Ayrılırlarken Chaplin, karısının kendisini bir kadınla aldattığını iddia etti ve eşi de Chaplin'in yatakta kendisini tokatladığını öne sürdü. Genç kızlardan umudunu kesmeyen Chaplin bu sefer şansını bir başka on altı yaşındaki kızla denedi. Yeni gelin, aktris Lillita McMurray oldu. Yeni eşi dünyaca ünlü Lolita filminin tahrik edici genç kız karakterinin ta kendisiydi. Vladamir Nobakov romanı Lillita McMurray'den esinlenerek yazmıştı. Sahne adı Lita Grey olan genç kadın eşinin pek çok filminde oynadı. Tanıştıklarında Lita 15 Chaplin 35 yaşındaydı. Chaplin, hamile olan Lita'yı kürtaj için ikna etmeye çalışsa da kızın ailesinin şantajlarıyla evlenmek zorunda kaldı. Lita, boşanma dilekçesinde Chaplin'in kendisini oral seks yapmaya zorladığını ve onu en az beş kadınla aldattığını belirtti.

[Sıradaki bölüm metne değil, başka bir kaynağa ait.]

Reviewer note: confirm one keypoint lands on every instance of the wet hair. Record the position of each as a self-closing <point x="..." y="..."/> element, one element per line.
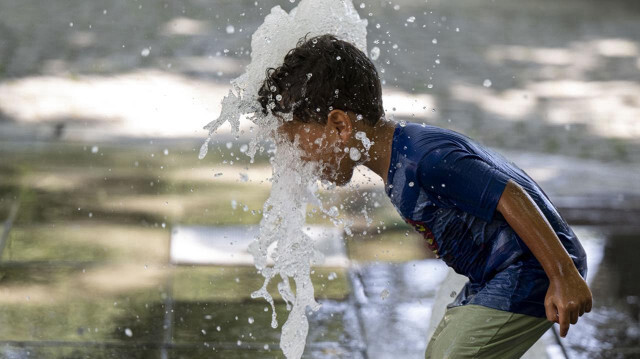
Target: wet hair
<point x="319" y="75"/>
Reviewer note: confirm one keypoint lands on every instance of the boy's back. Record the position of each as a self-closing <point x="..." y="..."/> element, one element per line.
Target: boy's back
<point x="448" y="187"/>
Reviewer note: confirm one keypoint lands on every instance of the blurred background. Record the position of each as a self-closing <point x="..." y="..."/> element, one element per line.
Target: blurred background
<point x="117" y="242"/>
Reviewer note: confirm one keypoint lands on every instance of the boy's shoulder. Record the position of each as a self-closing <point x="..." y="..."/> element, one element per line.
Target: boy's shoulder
<point x="416" y="141"/>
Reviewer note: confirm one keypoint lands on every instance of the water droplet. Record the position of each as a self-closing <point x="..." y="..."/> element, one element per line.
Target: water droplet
<point x="375" y="53"/>
<point x="354" y="154"/>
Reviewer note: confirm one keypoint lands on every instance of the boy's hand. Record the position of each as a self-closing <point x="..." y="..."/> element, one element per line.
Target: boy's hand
<point x="567" y="299"/>
<point x="568" y="296"/>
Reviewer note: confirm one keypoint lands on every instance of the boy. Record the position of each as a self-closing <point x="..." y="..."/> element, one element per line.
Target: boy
<point x="485" y="217"/>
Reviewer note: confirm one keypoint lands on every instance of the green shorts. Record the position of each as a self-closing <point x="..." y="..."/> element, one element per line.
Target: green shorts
<point x="474" y="331"/>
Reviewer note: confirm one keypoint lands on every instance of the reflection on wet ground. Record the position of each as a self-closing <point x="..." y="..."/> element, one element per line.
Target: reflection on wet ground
<point x="86" y="269"/>
<point x="62" y="309"/>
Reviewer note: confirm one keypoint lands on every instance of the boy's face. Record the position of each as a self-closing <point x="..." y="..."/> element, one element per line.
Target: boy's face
<point x="323" y="144"/>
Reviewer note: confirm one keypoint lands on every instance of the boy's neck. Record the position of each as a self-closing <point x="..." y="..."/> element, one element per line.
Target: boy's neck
<point x="380" y="152"/>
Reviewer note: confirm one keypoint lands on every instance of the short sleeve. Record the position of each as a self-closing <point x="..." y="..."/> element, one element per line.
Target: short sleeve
<point x="462" y="179"/>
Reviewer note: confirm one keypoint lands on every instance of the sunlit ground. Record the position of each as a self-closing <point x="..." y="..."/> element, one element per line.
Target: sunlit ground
<point x="85" y="267"/>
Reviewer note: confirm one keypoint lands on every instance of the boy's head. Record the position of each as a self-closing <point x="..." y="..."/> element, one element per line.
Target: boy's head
<point x="333" y="91"/>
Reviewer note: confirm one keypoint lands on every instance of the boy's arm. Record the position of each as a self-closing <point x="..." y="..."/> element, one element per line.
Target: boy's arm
<point x="568" y="296"/>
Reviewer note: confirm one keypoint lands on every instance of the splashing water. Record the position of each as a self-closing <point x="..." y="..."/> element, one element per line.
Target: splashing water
<point x="294" y="183"/>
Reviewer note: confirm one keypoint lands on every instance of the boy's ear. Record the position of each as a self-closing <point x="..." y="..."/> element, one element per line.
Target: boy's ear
<point x="341" y="122"/>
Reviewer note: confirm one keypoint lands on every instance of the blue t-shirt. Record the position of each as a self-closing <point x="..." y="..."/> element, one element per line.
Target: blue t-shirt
<point x="448" y="187"/>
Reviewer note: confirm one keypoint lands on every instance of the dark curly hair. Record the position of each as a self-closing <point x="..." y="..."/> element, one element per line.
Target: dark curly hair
<point x="321" y="74"/>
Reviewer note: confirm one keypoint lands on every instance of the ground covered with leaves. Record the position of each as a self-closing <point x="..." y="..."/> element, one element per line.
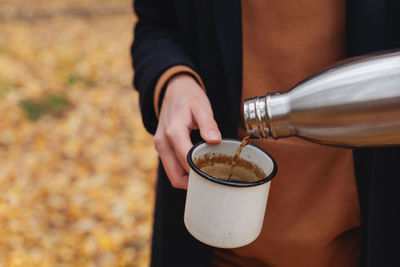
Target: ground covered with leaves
<point x="76" y="165"/>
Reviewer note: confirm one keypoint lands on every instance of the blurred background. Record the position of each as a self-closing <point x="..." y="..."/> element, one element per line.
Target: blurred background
<point x="77" y="168"/>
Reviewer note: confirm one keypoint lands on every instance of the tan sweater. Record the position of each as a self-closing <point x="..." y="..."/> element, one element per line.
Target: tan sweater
<point x="313" y="217"/>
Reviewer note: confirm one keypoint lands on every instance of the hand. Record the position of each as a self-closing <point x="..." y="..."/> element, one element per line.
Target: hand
<point x="185" y="108"/>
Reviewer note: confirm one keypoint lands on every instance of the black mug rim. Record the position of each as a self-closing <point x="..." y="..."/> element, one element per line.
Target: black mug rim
<point x="232" y="183"/>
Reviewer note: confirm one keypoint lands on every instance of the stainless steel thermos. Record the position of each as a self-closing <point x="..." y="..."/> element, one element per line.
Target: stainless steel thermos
<point x="353" y="104"/>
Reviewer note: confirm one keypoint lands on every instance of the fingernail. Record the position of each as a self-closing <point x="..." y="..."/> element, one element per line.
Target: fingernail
<point x="213" y="135"/>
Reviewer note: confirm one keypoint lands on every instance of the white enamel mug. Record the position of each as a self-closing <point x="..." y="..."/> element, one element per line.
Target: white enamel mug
<point x="227" y="214"/>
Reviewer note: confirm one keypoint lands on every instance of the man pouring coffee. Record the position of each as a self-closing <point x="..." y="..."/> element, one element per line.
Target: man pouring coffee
<point x="196" y="61"/>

Bu konularla daha fazla gündeme gelmek istemeyen Chaplin 625.000 dolar gibi yüksek bir meblağ ödemeyi kabul etti ve boşandı.

Pis kokulu Chaplin

Chaplin, Amerikan halkının sevgilisi olabilirdi ama sinema dünyası tarafından hiçbir zaman sevilmedi. Pek çok set çalışanı ve rol arkadaşının iddiasına göre Chaplin leş gibi kokuyordu. Küçük serseri, kişisel hijyene hiç önem vermediğinden etrafa kötü kokular saçıyordu. Chaplin, çoraplarını, iç çamaşırlarını ve takım elbisesini değiştirmeden 2 hafta boyunca giyebiliyordu. Bu durum özellikle yaz aylarında tahammül edemez bir hal alıyordu. 1914 yılında Tillie's Punctured Romance filminin setinde Chaplin, Temmuz ayında sıcak güneş ve ışıklar altında çürümüş yumurta gibi kokmuştu. Rol arkadaşı Marie Dressler sonunda kokuya dayanamadı ve yönetmene şikayette bulundu.

Charlie Chaplin'in cesedini çaldılar

Vevey, İsviçre'de gömülmüş olan iki aylık cesedini çalarak 400.000 pound fidye isteyen mezar hırsızlarının yakalanması yaklaşık üç ay sürdü.